I've left entire apartments full of furniture, clothes, and electronics, CD and book collections, movies in so many formats I couldn't play them if we were ever reunited, and a myriad of other possessions in a mad dash to liberate myself from drama or situations I was partially or totally responsible for in one way or another, and let's face it, if you don't have a beast of burden or at least an F150, these are things you can't pack in your bag and hit the road with and make a clean getaway.
By the time I reached Wisconsin, and got a new job and apartment there, I wouldn't be able to physically or mentally make a purchase of more than tv, laptop, stereo, and futon for months in fear that I wasn't going to commit to living there much longer and my mood changed from day to day. It was a great job with lot's of potential, downtown Sheboygan may seem like a tiny town, even to the locals who called it 'Sheer Boredom', but it had everything you would look for in a small city; the pubs all had happy hours that lasted four hours, cigarettes were under four dollars a pack, and it was on Lake Michigan. If you can imagine a salt smell it's as close as you can get to being on the ocean without being anywhere near one.
When I would shop for anything other than food, the internal argument would start with the 'do i want this?' phase of the purchase, which is pretty much self explanatory. I'd then graduate to the 'do i need this?' phase of the purchase, and I'd imagine the many uses and benefits of purchasing a <let's say> couch for my living room in the event I decided to have people over and not have to pretend to notice the expression of awe on their faces when they walked into my two bedroom apartment that with the exception of a 'nerd nook' was completely barren. The last and most crucial phase of the purchasing procedure was the 'can i leave this?' phase. It entails not spending so much money or getting emotionally attached to anything that you couldn't easily leave behind if you couldn't take it with you. It would be a real strain to pull out my checkbook and fork over an entire paycheck for something that was ultimately going to make my neighbors dream come true once it was fished out of the dumpster area. I had to make sure I was willing to make the temporary commitment while also reminding the couch at least weekly that 'this is only a temporary thing' and when it got too comfortable or I sensed it was too needy, I was quick to give it the 'you knew what this was about when we got together' speech.
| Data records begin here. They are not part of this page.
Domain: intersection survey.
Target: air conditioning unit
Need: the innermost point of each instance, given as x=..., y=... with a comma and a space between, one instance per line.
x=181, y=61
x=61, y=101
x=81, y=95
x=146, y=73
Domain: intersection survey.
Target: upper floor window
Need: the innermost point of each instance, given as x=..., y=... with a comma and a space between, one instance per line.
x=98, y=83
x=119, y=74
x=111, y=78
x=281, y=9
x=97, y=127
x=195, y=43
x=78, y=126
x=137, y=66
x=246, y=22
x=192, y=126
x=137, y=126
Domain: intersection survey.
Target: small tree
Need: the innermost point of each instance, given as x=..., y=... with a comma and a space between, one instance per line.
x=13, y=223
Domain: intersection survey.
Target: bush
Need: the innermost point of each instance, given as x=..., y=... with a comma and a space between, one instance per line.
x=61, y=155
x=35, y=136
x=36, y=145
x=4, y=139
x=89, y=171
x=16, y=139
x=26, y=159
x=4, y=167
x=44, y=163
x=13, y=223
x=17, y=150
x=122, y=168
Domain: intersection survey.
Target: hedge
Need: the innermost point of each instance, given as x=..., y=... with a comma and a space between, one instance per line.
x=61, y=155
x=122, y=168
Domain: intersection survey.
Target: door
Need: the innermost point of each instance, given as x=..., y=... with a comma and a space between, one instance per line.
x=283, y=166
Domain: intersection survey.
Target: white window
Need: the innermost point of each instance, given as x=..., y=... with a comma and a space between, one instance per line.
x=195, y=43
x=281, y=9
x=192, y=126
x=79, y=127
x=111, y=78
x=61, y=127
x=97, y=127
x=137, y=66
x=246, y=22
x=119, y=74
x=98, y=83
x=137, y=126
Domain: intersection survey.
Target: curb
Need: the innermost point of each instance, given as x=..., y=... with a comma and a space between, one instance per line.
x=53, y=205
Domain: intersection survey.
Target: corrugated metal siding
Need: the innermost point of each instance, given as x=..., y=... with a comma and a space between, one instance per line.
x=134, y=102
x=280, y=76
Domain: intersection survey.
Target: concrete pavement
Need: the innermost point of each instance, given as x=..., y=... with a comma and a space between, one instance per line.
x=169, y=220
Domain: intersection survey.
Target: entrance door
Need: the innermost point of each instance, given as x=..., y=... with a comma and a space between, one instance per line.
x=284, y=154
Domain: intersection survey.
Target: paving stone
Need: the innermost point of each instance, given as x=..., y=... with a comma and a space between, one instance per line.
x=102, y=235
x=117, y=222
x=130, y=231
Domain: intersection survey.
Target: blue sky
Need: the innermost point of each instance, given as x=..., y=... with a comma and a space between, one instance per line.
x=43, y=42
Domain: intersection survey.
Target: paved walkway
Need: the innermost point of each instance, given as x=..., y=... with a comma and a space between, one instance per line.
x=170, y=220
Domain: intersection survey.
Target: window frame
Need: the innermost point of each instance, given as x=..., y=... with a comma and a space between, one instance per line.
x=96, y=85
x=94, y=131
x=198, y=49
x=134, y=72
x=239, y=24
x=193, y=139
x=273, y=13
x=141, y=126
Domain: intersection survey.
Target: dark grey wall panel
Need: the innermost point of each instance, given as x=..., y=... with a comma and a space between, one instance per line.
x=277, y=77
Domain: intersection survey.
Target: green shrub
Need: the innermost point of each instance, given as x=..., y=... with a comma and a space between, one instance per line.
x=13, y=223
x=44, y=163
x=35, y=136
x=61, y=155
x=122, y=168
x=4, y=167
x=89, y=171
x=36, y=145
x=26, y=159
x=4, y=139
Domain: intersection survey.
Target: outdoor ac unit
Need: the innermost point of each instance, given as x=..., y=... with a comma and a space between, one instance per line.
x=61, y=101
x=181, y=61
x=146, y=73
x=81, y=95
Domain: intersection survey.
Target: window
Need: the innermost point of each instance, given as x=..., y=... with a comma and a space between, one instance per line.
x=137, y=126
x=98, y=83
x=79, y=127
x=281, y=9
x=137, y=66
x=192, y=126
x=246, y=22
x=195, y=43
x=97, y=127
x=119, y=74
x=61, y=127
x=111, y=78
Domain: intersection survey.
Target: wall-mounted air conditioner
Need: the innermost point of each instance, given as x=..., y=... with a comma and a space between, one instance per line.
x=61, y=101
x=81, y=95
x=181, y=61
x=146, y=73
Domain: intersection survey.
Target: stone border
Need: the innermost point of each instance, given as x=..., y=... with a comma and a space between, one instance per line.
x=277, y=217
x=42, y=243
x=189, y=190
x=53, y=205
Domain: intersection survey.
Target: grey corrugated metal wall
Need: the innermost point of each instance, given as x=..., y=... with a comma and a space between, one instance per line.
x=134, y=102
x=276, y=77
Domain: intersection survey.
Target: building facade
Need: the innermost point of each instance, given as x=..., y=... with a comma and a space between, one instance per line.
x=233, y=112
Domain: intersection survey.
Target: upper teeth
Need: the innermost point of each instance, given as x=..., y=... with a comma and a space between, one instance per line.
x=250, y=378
I really like to think I'm over this phase of my life now. Married to a better guy than I probably deserve, I've managed to become an international traveler, and have relocated hopefully for the last time <and yes, I pretty much left all my stuff to donations when I broke my lease and said I wouldn't be coming back to the States as early as I had originally intended> and am settled in our new home situation in Australia which is also subject to it's own fair share of idiosyncrasies as far as permanence. We lie in bed, and chat about where we could go, where we could live, and when we'll be able to afford to travel back to the States, a formidable expense in any budget of any size income. I'm making my first major purchase this week, I'm buying a new guitar amp so I can practice guitar, plug in a mic, and hopefully get comfortable enough to either recruit a band or put cymbals between my knees and be a model 'geek'. It weighs over 50 pounds. Even if I could get it back to the States I wouldn't be able to plug it in due to European socket configurations. It wouldn't fit into my bag if it had to. It's taking a lot of thought to relax and say to myself 'if i buy this amp, I'll never need another.' I can't quit smoking, I still drink. I still believe, however, that this is one habit that it's definitely time to break..... maybe.